Criminalisation of policing is a shared political legacy in UP. To be fair to him, CM Yogi inherited plenty of broken windows in the popular sense of lawlessness, but in mending them in accordance with his Hindutva agenda, he has unleashed a feudal police regimen amid unprecedented communal and casteist cacophony. 

It has never helped police leaders to ignore a crucial factor that it is the normative commitment to their lawful protocols that matters in winning the trust of people and not the loyal display of end justifies the means initiative. When your professional orientations are flawed, any number of moral overtones will have little impact on the outcome. 

To start with, blatant authorisation of stop and check, questioning and arresting by the police without quantifiably legitimate basis needs to go. A shift from the personal security regimen to a community security regimen is overdue. In spite of the politician’s yoke on its aching shoulders, the police can adapt to this absolute minimum standard of public accountability. It needs serious training in constitutional conditioning and legitimate policing. 
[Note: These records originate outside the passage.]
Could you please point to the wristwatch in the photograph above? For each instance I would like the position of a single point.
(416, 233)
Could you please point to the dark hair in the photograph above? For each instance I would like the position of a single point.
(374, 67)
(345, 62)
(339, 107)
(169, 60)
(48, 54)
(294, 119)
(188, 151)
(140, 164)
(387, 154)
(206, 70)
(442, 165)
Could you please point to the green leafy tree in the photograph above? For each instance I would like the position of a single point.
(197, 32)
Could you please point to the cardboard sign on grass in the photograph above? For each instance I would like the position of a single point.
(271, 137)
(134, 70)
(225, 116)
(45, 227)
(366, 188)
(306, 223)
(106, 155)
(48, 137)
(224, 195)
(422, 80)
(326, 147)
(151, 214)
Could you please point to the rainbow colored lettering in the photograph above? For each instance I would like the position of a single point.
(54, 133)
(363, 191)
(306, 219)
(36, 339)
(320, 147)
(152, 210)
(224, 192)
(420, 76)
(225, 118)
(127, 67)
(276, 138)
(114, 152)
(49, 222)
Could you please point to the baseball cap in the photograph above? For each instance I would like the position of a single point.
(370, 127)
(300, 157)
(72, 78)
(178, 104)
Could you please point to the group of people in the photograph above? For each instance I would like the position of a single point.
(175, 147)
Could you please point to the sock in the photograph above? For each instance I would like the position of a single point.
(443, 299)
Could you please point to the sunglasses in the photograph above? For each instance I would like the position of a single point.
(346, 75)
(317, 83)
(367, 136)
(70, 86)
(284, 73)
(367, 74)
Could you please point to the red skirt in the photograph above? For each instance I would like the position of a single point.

These two tragic episodes have the potential of challenging the prevailing statistical vision of policing. Ironically, in the land of our erstwhile colonial masters they are moving in the direction of policing by consent whereas we are still busy cementing the old framework of policing by authority. Instrumental effectiveness, and not fair policing being the central theme, police modernisation schemes are in essence schemes of militarisation and, consequently, the police regulations are strengthening regimentation of policing rather than democratisation. The real challenge is the absence of public trust. Till there are signs of a ‘just’ authority in sight, any review works only as an awkward stroke of gamesmanship.